I returned to the house. No one was in. I locked the gate. I stared through the metal bars, tried to remember how everything looked when I was a child. I could see shapes, hear the sound of a boy crying. My body would pass through the bar, it could crush itself, become a goopy paste, a sludge falling between the cracked cement. I knew my insides were already changing. I went to the back of the house, up a set of cement stairs to the roof. The upstairs apartment was locked, the door covered by newspaper. There were words written across it. A word, letters, all jumbled up.
He’d wanted me to come and get him. He’d woken me up one early morning sobbing into the phone. His boyfriend had left. His boyfriend had stepped onto the railroad. His boyfriend who was Bolivian, landlocked, something so little, my thumb would have crushed him. He’d told me his boyfriend left something in the house. Dark, he’d said. So unbelievable dark.
The chirping was louder. I stood at the edge of the roof, feeling the wind over my skin. The humidity no longer bothered me. I had wanted him gone, back south, back home, back to old Simón. I could see across the valley. All our towns were born between mountains. In the horizon, I saw dark hungry clouds. The wind was picking up. The chirping came in an aberrant beat. I didn’t go to the funeral because I knew what the body would look like. The seventeen years were over. It no longer mattered who found what. It was in the ground, but not this ground, a place in between, a sliver that cut purgatory in half.

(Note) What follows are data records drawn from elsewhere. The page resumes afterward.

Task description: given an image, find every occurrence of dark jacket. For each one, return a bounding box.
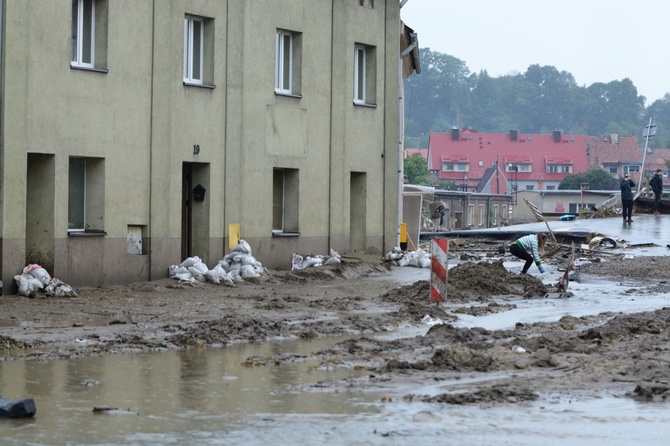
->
[621,180,635,200]
[649,173,663,194]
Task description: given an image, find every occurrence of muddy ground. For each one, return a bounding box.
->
[0,249,670,404]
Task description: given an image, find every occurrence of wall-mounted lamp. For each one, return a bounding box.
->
[193,184,207,201]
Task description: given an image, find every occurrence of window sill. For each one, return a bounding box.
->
[275,90,302,99]
[272,231,300,237]
[67,229,107,237]
[354,101,377,108]
[70,64,109,74]
[184,81,216,90]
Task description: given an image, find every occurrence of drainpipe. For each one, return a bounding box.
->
[396,5,419,247]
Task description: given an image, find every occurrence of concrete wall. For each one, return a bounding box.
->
[0,0,399,293]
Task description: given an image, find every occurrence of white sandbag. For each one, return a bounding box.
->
[14,273,44,297]
[44,278,77,297]
[404,251,419,267]
[172,271,193,280]
[168,265,191,278]
[323,256,342,265]
[291,253,305,271]
[188,266,207,282]
[230,240,251,254]
[204,265,226,284]
[30,266,51,286]
[219,260,230,271]
[228,263,242,275]
[302,256,323,269]
[179,256,201,268]
[396,257,409,266]
[223,252,246,264]
[189,262,209,274]
[228,269,244,283]
[419,256,432,268]
[240,265,261,280]
[240,254,256,265]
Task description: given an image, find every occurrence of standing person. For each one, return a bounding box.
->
[649,169,663,215]
[430,201,444,231]
[509,232,547,274]
[620,175,635,223]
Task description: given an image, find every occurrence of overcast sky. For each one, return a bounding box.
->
[400,0,670,105]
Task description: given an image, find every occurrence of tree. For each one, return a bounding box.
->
[404,153,430,186]
[558,167,619,190]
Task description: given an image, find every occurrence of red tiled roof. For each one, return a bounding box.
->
[442,153,470,163]
[405,149,428,158]
[428,129,588,193]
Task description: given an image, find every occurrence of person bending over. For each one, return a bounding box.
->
[509,232,547,274]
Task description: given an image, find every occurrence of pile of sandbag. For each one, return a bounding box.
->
[14,263,77,297]
[291,249,341,271]
[168,240,267,286]
[384,247,431,268]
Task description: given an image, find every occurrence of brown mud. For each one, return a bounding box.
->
[0,256,670,404]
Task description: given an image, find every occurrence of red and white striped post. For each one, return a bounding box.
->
[430,238,449,302]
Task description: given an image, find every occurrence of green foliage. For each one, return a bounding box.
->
[558,168,619,190]
[437,180,458,190]
[405,48,670,148]
[404,153,430,186]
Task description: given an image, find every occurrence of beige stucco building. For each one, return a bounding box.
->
[0,0,414,294]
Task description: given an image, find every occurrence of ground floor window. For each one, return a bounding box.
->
[272,169,300,233]
[67,156,105,232]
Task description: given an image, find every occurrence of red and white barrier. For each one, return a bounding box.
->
[430,238,449,301]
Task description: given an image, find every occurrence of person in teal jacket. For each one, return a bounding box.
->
[509,232,547,274]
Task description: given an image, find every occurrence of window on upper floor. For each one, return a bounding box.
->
[547,164,572,173]
[70,0,108,71]
[275,30,302,96]
[354,44,377,105]
[623,165,640,175]
[67,156,105,232]
[505,163,533,172]
[442,163,470,172]
[184,15,214,87]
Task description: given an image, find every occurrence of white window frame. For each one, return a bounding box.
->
[70,0,95,68]
[354,45,367,104]
[275,30,293,94]
[184,15,205,85]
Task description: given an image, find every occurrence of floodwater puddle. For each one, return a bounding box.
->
[0,339,670,445]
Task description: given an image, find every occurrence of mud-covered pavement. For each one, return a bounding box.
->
[0,251,670,404]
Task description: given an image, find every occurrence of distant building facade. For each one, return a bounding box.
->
[428,129,587,194]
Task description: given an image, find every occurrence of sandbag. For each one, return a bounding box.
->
[44,278,77,297]
[23,265,51,287]
[14,273,44,297]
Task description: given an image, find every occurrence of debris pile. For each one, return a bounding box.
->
[384,247,431,268]
[168,240,267,286]
[14,263,77,297]
[291,249,341,271]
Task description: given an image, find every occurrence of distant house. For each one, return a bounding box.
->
[405,148,428,158]
[585,133,644,182]
[428,129,588,194]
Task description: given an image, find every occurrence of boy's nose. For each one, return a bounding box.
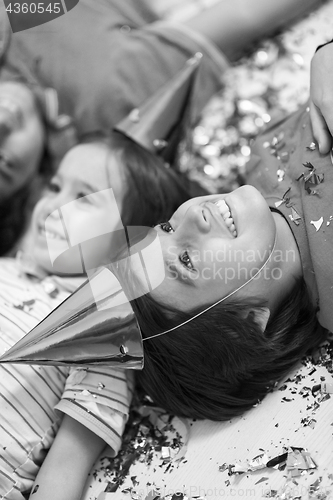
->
[0,108,12,144]
[183,205,210,236]
[43,199,62,219]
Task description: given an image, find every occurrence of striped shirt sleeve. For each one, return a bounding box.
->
[55,367,133,455]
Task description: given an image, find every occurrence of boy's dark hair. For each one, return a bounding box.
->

My eye throbbed. There was a buzz. I looked down, saw that my left hand was gone. From the open wound, blood fell in a spiral. My aunt was in a locked room. My uncle had overslept. The thunderstorm was gathering—it was summer, I could dream it, wait as the rest of the voicemail unravelled itself.
The clouds weren’t clouds. The thunder was chirping. Something hid in the storm, a million somethings. Husks, no life, no temerity. My right hand was severed. You asked if this was a dream. I know nothing of the darkness in your sleep. I know he was dead but not really. I know that it was me, I had left something behind.
I had more to say.
Cicadas rained from above.
Over the new subdivision I saw a plastic kite. It moved side to side. I knew not to follow its string. How would I change, knowing there was nothing holding it there?
I wouldn’t find out.
With a calmness, I heard thunder.
A pitter-patter as the chirping continued.